- Poster
- Chinese: 贝肯熊2：金牌特工
- Directed by: Zhang Yang
- Screenplay by: Zhang Yang Liu Peiru Pan Yiran
- Story by: Liu Xuanqi
- Based on: Backkom by Jose Luis Ucha Enriquez Claudio Biern Lliviria
- Produced by: Wang Yilin
- Music by: Zhang Ye
- Production companies: Alpha Group Co., Ltd. StarDragon
- Distributed by: Beijing Zhonghe Qiancheng Film and Television Culture Media Alpha Group Co., Ltd.
- Release date: 23 July 2021;
- Running time: 95 minutes
- Countries: China South Korea
- Language: Mandarin
- Box office: $5.2 million

= Agent Backkom: Kings Bear =

2020 Chinese animated comedy film

Agent Backkom: Kings Bear (贝肯熊2：金牌特工 (Bacon Bear 2: Gold Agent)) is a 2021 Chinese animated adventure comedy film. Directed by Zhang Yang, who also wrote the film with Liu Peiru and Pan Yiran, the film is a sequel to 2017's Backkom Bear: Agent 008, which in turn is based on the Backkom animated series.

==Plot==
In 2013, Agent Backkom is sent on a mission to protect a valuable diamond that has been stolen by a criminal organization. He is tasked with delivering the diamond to its rightful owner, the King's Bear, who lives in a remote and mysterious castle in the mountains.

Along the way, Agent Backkom encounters various obstacles and challenges, including the King's Bear's army of fierce animal guards and a treacherous traitor within his own team. Despite his clumsiness and lack of skills, Agent Backkom manages to overcome each challenge with his quick-thinking and unconventional methods.

As Agent Backkom arrives at the King's Bear's castle, he discovers a shocking truth: the King's Bear has been kidnapped by the criminal organization, and they are using the diamond as ransom. With the help of his team and the animal guards, Agent Backkom launches a daring rescue mission to save the King's Bear and retrieve the diamond.

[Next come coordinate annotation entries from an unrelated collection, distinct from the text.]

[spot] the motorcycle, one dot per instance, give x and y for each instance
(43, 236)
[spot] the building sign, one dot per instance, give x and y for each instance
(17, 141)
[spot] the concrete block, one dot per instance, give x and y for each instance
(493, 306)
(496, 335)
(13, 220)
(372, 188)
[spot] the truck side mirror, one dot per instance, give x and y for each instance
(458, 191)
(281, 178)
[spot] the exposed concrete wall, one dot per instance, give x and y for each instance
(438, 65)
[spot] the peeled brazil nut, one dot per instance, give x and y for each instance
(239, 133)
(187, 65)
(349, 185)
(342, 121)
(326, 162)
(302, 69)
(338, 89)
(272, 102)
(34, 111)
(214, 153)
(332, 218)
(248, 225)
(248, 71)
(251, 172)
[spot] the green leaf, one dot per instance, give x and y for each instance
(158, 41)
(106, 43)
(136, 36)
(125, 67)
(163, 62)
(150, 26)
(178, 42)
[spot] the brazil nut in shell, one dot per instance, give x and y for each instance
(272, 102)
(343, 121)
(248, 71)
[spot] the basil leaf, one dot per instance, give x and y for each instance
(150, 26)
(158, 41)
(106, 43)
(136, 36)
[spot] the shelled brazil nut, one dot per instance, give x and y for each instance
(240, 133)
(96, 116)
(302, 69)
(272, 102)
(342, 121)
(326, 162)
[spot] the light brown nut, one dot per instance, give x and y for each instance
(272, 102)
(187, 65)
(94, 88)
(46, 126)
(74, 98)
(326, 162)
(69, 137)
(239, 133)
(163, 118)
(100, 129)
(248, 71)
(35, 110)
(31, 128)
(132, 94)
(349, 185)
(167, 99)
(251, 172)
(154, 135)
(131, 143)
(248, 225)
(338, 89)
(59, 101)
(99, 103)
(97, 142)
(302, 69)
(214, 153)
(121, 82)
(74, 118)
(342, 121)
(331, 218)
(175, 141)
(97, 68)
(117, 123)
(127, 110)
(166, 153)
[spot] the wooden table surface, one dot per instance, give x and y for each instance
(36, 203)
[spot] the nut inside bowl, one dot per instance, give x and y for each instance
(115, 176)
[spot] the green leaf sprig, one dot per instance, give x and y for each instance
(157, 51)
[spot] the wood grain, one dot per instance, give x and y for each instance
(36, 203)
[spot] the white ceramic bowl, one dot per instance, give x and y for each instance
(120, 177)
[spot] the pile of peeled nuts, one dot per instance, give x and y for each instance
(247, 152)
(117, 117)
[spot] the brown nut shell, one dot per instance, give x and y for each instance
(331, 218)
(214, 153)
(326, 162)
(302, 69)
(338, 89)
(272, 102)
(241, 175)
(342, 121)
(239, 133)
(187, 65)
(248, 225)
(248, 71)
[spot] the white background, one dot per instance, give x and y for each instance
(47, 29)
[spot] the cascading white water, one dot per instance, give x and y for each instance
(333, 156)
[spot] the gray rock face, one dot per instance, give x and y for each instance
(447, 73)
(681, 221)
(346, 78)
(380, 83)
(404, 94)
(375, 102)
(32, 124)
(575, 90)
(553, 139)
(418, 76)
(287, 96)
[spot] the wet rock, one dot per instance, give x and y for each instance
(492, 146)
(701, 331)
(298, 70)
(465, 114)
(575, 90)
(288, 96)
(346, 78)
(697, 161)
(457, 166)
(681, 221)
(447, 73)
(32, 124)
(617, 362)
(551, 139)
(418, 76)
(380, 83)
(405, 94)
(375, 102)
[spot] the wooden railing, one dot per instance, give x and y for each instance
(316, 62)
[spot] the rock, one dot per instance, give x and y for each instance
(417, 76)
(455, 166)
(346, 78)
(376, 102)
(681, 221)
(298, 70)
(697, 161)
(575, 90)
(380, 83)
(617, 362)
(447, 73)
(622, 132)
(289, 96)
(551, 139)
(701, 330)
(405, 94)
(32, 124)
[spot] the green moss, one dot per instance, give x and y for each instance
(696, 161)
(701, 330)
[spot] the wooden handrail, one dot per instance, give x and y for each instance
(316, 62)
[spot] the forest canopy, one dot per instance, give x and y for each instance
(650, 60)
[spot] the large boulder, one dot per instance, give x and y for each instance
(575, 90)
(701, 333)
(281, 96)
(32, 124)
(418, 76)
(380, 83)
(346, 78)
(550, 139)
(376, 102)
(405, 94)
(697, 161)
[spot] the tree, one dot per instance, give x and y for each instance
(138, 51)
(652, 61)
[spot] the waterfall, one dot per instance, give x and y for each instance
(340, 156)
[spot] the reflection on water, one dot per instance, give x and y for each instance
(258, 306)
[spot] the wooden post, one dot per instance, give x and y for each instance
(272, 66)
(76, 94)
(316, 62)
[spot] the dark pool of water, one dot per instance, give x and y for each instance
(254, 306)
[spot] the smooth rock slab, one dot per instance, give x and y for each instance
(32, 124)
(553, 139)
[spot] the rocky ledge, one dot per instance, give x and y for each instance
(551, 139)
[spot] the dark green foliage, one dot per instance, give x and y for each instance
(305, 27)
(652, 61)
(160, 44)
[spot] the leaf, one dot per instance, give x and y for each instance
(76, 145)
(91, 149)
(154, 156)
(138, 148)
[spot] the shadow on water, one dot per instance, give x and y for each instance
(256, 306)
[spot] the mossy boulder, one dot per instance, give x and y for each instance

In the climax, Agent Backkom fights the leader of the criminal organization and his henchmen. Agent Backkom emerges victorious, saves the King's Bear, and returns the diamond to its owner.

==Release==
The film was scheduled to be released in China in February 2020, but was not released due to COVID-19. It was scheduled to release in the second quarter of 2021.